Elles vivent
Poétique fiction
Qualifier le travail d’Antoine Defoort de “déjanté” tiendrait presque de la tautologie. Avec L’Amicale, la plateforme coopérative de production qu’il a créée voilà 12 ans avec Halory Goerger et Julien Fournet, le metteur en scène expérimente des formes nouvelles, du genre installation-performance-conférence, avec une inclination prononcée pour la poésie et l’absurde. Alors, quand il décide de s’attaquer aux turpitudes du discours politique et aux nouveaux gourous du développement personnel, on a l’oeil qui frise. L’action se déroule dans une forêt (en images projetées) et le récit frôle la dystopie.
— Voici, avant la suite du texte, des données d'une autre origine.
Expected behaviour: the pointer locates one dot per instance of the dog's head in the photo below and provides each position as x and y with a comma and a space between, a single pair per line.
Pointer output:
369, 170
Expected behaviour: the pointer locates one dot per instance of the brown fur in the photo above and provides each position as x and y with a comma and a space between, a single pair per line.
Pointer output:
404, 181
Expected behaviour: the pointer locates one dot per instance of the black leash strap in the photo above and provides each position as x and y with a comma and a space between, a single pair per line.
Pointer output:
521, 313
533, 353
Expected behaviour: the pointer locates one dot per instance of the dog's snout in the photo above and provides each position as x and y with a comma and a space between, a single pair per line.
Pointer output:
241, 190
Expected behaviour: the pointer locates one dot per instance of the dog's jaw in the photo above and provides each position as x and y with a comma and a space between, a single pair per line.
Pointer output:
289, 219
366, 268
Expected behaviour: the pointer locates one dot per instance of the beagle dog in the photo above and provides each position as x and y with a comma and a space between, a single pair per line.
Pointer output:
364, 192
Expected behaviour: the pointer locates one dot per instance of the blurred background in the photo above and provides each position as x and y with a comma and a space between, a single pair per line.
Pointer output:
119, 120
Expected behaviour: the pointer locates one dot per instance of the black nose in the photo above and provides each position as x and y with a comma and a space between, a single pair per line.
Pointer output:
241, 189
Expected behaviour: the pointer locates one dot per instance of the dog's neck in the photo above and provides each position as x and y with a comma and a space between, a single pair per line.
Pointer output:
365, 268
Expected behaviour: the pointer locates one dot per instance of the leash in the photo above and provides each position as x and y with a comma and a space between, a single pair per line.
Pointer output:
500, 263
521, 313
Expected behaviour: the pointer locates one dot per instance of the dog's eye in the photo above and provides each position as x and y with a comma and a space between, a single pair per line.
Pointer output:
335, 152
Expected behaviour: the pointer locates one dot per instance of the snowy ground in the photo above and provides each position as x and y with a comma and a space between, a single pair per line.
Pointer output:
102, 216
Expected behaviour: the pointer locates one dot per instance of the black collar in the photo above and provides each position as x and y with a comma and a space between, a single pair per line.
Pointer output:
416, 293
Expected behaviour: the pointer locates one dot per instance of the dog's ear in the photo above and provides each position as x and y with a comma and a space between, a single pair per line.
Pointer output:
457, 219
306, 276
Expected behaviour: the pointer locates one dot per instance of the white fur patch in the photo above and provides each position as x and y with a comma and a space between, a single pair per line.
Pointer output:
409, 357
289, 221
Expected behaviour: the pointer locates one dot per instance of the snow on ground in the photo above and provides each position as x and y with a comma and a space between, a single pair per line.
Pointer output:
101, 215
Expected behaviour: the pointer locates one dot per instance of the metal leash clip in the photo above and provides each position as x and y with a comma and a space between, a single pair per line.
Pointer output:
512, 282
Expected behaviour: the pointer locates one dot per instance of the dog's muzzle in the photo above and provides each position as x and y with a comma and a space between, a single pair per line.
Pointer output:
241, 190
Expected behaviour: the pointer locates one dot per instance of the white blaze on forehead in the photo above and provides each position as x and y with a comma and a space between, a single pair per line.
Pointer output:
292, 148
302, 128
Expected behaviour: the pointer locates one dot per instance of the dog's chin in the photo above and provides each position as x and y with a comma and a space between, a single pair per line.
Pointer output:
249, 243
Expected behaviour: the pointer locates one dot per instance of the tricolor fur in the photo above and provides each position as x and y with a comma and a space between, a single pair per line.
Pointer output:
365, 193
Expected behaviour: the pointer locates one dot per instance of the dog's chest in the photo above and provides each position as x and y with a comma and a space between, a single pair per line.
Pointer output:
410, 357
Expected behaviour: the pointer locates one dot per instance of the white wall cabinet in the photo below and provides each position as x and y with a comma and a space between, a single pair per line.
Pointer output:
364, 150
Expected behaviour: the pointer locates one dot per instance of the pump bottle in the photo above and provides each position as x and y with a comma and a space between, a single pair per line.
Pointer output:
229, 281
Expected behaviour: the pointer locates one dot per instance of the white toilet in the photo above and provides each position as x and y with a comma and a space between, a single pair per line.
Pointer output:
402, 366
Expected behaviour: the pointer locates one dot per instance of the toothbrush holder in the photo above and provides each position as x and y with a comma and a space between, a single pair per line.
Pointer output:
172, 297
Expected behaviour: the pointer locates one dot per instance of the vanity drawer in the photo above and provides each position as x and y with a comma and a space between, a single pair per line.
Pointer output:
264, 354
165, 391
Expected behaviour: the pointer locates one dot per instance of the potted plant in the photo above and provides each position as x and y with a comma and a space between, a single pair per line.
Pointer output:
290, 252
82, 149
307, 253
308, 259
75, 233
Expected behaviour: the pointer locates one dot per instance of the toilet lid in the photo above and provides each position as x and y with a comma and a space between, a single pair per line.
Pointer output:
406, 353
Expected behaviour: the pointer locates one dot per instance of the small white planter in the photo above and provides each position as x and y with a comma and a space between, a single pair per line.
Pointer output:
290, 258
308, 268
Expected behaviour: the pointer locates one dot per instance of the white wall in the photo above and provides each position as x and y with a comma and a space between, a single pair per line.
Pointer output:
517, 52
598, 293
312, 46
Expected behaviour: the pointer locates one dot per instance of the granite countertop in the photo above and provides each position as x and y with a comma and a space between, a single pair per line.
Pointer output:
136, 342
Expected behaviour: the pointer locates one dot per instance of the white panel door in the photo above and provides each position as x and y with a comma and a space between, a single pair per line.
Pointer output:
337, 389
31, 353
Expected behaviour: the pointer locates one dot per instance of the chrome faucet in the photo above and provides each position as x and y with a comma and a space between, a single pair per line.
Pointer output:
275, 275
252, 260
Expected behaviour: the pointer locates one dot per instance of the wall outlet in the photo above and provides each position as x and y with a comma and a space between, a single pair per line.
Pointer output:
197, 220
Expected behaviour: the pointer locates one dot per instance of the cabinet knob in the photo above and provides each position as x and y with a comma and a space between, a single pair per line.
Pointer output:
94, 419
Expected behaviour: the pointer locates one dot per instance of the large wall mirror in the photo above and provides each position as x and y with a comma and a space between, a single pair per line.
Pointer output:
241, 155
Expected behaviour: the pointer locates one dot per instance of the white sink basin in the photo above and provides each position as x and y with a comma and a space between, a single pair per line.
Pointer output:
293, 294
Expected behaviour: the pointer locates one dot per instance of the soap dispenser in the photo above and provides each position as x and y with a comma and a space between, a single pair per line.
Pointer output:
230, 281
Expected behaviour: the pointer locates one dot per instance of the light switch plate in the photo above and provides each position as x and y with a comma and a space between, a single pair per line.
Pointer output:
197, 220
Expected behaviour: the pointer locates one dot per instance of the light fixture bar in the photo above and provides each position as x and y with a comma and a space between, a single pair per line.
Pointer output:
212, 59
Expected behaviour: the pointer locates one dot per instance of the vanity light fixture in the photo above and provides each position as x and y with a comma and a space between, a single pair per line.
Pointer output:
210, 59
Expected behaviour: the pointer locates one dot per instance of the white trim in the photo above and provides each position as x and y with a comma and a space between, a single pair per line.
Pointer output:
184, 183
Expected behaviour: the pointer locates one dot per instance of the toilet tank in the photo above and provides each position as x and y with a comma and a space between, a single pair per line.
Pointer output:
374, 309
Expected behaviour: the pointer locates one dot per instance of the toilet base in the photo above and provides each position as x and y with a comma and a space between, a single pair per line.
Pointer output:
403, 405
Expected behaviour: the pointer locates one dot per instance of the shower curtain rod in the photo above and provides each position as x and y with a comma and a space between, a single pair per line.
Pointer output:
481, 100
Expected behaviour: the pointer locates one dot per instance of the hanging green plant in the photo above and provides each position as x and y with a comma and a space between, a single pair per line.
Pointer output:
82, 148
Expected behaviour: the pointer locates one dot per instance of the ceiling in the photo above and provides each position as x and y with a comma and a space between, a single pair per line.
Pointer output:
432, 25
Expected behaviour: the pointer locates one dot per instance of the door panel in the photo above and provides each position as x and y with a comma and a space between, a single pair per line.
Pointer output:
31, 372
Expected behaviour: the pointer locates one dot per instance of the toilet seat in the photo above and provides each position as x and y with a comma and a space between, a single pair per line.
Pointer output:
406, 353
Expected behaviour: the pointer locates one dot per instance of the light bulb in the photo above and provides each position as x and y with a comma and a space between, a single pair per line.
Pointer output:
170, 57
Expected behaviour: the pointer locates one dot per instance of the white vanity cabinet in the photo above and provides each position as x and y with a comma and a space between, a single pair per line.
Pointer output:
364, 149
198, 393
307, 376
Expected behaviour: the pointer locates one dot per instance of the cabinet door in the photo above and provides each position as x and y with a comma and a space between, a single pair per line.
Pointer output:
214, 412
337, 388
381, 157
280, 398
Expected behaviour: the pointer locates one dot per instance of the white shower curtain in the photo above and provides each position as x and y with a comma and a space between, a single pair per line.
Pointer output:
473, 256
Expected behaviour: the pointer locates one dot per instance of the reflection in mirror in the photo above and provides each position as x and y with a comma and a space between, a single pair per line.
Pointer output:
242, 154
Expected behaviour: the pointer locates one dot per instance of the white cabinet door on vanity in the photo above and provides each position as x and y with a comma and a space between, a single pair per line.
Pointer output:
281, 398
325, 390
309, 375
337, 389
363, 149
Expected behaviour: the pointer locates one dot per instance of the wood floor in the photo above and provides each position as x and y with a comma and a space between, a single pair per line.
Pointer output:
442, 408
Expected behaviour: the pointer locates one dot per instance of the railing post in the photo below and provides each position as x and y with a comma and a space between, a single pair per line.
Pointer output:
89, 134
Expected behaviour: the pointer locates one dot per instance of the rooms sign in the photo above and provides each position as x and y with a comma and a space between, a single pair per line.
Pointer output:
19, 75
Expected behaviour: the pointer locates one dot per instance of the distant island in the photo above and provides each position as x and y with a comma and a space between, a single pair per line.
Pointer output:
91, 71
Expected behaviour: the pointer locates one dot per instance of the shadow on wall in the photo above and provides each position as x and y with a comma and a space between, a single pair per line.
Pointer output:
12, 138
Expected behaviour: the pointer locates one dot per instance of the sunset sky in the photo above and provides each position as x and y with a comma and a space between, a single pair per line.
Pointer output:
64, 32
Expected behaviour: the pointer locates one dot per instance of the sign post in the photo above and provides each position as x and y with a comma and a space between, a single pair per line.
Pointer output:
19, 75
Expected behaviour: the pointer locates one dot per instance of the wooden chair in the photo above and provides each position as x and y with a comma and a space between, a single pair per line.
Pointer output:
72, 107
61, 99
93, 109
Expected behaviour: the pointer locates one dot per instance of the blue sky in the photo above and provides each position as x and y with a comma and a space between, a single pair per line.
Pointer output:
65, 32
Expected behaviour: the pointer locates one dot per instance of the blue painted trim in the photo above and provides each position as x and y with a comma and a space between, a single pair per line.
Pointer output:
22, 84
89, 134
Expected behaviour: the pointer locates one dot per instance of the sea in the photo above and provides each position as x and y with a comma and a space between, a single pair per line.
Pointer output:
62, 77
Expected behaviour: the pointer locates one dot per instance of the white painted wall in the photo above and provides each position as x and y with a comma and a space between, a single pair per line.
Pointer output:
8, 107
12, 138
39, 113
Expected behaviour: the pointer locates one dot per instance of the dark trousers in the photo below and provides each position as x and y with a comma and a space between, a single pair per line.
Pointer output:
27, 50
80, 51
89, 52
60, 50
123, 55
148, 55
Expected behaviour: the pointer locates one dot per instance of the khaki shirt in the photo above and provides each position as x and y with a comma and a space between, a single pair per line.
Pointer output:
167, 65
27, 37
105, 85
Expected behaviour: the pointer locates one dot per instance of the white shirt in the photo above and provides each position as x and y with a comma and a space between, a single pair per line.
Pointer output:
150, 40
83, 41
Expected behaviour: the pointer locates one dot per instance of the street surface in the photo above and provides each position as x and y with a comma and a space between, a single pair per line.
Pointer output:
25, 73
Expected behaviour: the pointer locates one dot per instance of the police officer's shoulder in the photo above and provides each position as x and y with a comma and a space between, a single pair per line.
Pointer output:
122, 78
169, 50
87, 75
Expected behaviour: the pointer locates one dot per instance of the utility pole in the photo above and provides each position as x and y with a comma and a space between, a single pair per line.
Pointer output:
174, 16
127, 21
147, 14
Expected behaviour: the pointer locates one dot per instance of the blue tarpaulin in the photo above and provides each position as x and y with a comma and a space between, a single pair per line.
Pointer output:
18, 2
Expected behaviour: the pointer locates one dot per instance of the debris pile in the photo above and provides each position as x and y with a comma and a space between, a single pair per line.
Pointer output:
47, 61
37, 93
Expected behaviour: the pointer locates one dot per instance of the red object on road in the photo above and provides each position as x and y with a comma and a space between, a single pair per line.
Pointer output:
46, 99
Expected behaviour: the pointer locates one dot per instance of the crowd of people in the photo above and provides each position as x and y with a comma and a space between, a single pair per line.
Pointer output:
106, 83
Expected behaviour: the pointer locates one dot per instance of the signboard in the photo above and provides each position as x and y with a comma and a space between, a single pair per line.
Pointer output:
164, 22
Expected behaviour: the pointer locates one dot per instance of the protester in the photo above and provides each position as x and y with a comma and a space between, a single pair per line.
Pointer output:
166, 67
Un homme, Michel, raconte la campagne électorale qu’il vient de mener avec son think tank “Plateforme, Contexte et Modalités” à son ami Taylor, jusque-là coupé du monde car enfermé dans un ashram (lieu isolé dédié au yoga et à la méditation) pendant deux ans, sans manger. Sur ce pitch déjà riche, Defoort ajoute une astuce narrative d’une folle créativité : un “mnémoprojecteur”, soit un casque à souvenirs permettant aux personnages de présenter aux autres ce qu’ils ont vécu, à la manière d’un PowerPoint. Novlangue de l’entreprise, vacuité des nouvelles technologies… Notre société en prend pour son grade dans ce spectacle qui rappelle la force des histoires, et la puissance des idées.